Something that did however genuinely shock the Australian sporting world occurred a decade ago this week. A first class cricketer Phillip Hughes was struck by a bowled ball in the neck while playing at Sydney Cricket Ground on 25 November 2014.
The freakish, accidental manner in which the ball landed burst an artery in Hughes’ neck causing a brain haemorrhage. Hughes died two days later.
Hughes was a country boy, and unusually now in the world of elite professional sport in Australia, not a private school boy. He was a farmer, an easy-going but determined and popular player. One of the national selectors wrote this week about how during the many gaps in play in cricket, he loved talking about his farm and that the last conversation the selector had with Hughes was about AI - insemination not the technology.
The subsequent coroner’s investigation into Hughes’ death was a fraught affair, with allegations that players on the opposing team had “sledged” Hughes and deliberately targeted him with bouncers to the head.
These allegations were never substantiated and the coroner concentrated on the emergency response on the day and future safety equipment enhancements for the sport. Now players at all levels of cricket wear a simple neck guard clipped to the rim of their helmet.
Incomprehensibly, some leading Australian cricketers until recently refused to wear the neck guards, citing restricted viewing, claustrophobia and discomfort as being reasons not to modify their helmets.

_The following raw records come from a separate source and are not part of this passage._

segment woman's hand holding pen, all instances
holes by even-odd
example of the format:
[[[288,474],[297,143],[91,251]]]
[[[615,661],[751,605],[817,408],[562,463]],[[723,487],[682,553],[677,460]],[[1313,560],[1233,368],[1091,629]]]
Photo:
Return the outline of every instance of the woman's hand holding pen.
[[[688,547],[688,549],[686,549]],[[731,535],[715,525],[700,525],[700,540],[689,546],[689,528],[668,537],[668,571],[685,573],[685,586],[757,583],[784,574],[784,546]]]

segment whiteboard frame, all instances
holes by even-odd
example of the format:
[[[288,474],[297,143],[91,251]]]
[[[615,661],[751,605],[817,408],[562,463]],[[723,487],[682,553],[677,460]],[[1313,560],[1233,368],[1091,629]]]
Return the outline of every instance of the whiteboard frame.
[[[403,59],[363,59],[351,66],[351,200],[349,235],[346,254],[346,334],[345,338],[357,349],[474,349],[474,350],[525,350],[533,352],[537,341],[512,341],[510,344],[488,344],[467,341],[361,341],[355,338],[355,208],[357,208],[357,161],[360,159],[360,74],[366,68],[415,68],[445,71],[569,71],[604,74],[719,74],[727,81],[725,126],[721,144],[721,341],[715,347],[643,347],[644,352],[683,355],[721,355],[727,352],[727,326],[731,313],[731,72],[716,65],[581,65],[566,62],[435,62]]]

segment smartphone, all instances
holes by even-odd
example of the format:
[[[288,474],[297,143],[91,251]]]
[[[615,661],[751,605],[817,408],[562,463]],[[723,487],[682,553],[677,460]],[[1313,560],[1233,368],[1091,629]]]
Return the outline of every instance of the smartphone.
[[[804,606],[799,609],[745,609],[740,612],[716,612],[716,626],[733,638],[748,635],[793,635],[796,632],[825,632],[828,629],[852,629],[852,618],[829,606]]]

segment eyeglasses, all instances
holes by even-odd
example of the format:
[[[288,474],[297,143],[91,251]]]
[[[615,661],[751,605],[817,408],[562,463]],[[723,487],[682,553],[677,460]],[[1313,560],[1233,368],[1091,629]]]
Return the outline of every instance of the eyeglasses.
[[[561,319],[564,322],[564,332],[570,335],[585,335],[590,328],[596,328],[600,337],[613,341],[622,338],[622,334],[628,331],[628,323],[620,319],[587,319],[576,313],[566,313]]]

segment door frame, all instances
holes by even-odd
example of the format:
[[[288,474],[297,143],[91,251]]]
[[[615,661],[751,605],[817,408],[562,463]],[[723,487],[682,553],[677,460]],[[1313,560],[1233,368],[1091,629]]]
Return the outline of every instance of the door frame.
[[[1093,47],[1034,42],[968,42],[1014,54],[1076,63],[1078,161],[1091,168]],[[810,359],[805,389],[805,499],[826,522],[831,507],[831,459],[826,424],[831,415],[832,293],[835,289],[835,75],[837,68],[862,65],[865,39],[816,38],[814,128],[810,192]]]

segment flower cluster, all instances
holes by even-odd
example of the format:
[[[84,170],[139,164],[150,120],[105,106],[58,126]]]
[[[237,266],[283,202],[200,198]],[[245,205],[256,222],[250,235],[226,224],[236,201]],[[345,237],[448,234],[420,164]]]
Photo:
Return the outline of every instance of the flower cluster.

Last year, Cricket Australia had to mandate that they do so.
The GAA also has mandatory rules about standard helmets in hurling and camogie, introduced in 2010. Prior to this, 51% of hurling injuries related to the facial area now protected by the helmet.
Since the introduction of the mandatory rule, injuries to the protected area have fallen to 5%. And yet, research by UCC and the Cork University Hospital researchers published earlier this year in the Irish Medical Journal highlighted that the use of non-standard helmets remains prevalent and that the players who wear such helmets carry a greater risk of injury and, strictly under policy, may not be fully insured when they play.
The researchers suggested that the GAA and Camogie Association might consider pre-game checks of player equipment as a means of eradicating poor equipment use.
For anyone who currently has or is playing with a non-standard helmet, the free advice from this sports lawyer is simple – read the tribute penned by Phillip Hughes’ parents issued this week on his 10th anniversary and then go buy yourself and play with a standard helmet.
Serious incidents are thankfully rare in sports such as cricket, camogie and hurling but they can and do occur and if you are not wearing the proper sports equipment you may not be compensated for your loss: try convincing an insurance company that not being able to see the ball properly was your excuse for wearing defective equipment and see how far it gets you.
So, just do it. Take personal responsibility for it.
A referee or other official on the day of a game should not have to do it for you. Buy the mandated IS:3EE helmet, don’t modify it, and tell your teammate who has the helmet with a facial guard as wide as car wing mirrors to ditch theirs.
Your teeth, your face, your sport, and your family, will thank you.